What Is Modifier 57 for a Decision for Surgery?

Medical modifiers are two-character codes appended to procedure or service codes on a medical claim form, functioning as necessary communication tools in the billing process. These modifiers clarify the circumstances under which a service was rendered, providing payers with specific details that affect reimbursement decisions. Correct application of these modifiers is essential for healthcare providers to receive appropriate payment for the distinct services they provide. Modifier 57 is one such code, specifically designed to indicate that an Evaluation and Management (E/M) service resulted in the decision to perform a major surgical procedure.

Defining Modifier 57 and Its Function

Modifier 57 is officially titled “Decision for Surgery” and is used to signal to the payer that a particular Evaluation and Management (E/M) service led to the initial decision to perform a major surgery. This modifier is always appended to the E/M service code, such as those within the 99202-99499 range, and not to the surgical procedure code itself. The primary function of this modifier is to differentiate the decision-making visit from routine pre-operative care that might otherwise be considered part of the surgical fee. The timing of this visit is precisely defined: the E/M service must occur on the day of the major procedure or on the day immediately preceding it. This modifier is a directive to the payer to process the claim for the E/M visit separately, preventing it from being automatically included in the bundled payment for the surgery.

The Major Procedure Requirement

The application of Modifier 57 is strictly conditioned on the procedure being classified as a “major surgery” in billing terms. A major surgery is defined by having a 90-day global period, according to the Centers for Medicare & Medicaid Services (CMS) guidelines, which many private payers also follow. The global period is a bundled timeframe that includes all necessary services provided by the surgeon before, during, and after the surgical procedure, covering pre-operative, intra-operative, and 90 days of post-operative care. For major procedures, the global package typically includes the pre-operative visit. The purpose of Modifier 57 is to override this bundling rule for the specific E/M service where the decision was made, allowing separate payment for the cognitive labor involved.

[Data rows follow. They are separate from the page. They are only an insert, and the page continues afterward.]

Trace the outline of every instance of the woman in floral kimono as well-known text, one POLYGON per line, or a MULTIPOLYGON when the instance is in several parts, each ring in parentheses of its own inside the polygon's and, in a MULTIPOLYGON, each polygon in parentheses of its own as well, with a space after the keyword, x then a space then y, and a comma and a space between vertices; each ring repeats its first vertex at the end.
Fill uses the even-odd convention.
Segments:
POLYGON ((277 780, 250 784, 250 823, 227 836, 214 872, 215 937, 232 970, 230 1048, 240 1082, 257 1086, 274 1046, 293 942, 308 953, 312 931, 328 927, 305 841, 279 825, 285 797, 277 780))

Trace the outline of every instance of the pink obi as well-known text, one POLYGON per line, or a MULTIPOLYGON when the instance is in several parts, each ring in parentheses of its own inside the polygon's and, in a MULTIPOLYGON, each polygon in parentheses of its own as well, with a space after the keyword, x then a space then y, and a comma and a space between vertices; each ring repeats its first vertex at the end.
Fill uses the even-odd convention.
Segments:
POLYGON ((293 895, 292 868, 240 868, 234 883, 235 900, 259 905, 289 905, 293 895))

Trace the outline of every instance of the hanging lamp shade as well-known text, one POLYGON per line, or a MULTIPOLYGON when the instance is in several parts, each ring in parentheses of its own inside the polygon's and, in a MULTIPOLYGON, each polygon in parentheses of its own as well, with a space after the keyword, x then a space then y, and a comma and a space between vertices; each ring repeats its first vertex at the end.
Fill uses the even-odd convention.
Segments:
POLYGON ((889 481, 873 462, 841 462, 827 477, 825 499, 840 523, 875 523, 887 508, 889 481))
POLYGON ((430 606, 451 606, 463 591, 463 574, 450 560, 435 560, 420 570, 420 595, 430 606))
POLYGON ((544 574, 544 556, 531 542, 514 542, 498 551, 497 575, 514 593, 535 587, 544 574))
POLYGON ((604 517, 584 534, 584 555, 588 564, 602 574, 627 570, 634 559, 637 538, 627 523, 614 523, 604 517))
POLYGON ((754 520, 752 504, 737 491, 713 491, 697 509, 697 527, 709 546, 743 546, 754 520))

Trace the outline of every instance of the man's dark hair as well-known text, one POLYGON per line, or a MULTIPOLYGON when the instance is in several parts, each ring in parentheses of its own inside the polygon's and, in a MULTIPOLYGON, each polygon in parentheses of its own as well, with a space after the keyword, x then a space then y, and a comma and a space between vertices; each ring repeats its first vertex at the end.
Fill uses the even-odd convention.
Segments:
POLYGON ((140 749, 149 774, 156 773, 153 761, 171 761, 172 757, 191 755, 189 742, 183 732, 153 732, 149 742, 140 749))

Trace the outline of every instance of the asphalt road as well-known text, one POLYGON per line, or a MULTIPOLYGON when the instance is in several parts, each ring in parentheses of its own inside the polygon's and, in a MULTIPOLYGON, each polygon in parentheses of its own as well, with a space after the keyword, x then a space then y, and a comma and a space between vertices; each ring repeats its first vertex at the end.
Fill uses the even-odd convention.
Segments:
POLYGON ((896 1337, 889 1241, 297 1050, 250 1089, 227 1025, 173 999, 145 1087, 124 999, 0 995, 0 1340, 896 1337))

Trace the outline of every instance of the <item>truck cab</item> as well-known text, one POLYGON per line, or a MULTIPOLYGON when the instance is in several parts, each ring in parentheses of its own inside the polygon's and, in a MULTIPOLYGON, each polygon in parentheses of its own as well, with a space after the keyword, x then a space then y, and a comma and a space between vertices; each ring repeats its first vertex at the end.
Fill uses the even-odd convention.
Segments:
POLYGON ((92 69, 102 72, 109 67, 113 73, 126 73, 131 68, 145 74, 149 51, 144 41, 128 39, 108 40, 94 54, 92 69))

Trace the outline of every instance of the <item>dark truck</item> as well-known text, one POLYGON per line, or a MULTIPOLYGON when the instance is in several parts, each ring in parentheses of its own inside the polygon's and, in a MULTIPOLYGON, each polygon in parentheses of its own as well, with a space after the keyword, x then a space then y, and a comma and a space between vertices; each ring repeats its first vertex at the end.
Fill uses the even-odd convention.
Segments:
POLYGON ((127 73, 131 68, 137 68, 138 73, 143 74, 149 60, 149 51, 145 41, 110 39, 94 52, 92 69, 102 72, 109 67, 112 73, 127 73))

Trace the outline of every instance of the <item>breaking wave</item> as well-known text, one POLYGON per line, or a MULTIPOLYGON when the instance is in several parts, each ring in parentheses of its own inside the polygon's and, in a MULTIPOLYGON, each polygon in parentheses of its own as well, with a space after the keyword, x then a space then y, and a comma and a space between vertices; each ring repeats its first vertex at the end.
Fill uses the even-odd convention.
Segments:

Modifier 57 Versus Modifier 25

A common source of confusion in medical billing is distinguishing the correct use between Modifier 57 and Modifier 25. Both modifiers are used to allow separate payment for an E/M service performed on the same day as a procedure, but the distinction rests on the global period of the associated procedure. Modifier 25, titled “Significant, Separately Identifiable Evaluation and Management Service,” is used when an E/M service is performed on the same day as a minor procedure. Minor procedures are those assigned a 0-day or 10-day global period. The E/M service reported with Modifier 25 must be significant and distinctly separate from the typical work associated with the minor procedure. In contrast, Modifier 57 is exclusively reserved for E/M services that lead to a major procedure, which has the 90-day global period. The correct modifier choice is determined by the length of the global period assigned to the subsequent procedure.

How Modifier 57 Affects Reimbursement

The correct application of Modifier 57 directly affects the provider’s reimbursement. When a major procedure is performed, the payment for the surgery is designed to cover a broad range of related services, including the pre-operative work, through the global surgical package. If the E/M service where the decision for surgery was made is not tagged with Modifier 57, the payer will assume it is a routine pre-operative visit and automatically bundle it into the global fee, resulting in no separate payment. By appending Modifier 57 to the E/M code, the healthcare provider is signaling the insurance payer to bypass this automatic bundling. This results in two separate payments: one for the cognitive E/M service that led to the decision, and a second, separate payment for the subsequent major surgical procedure. Accurate use of this modifier prevents claim denials and ensures appropriate financial recognition for the complexity of patient care.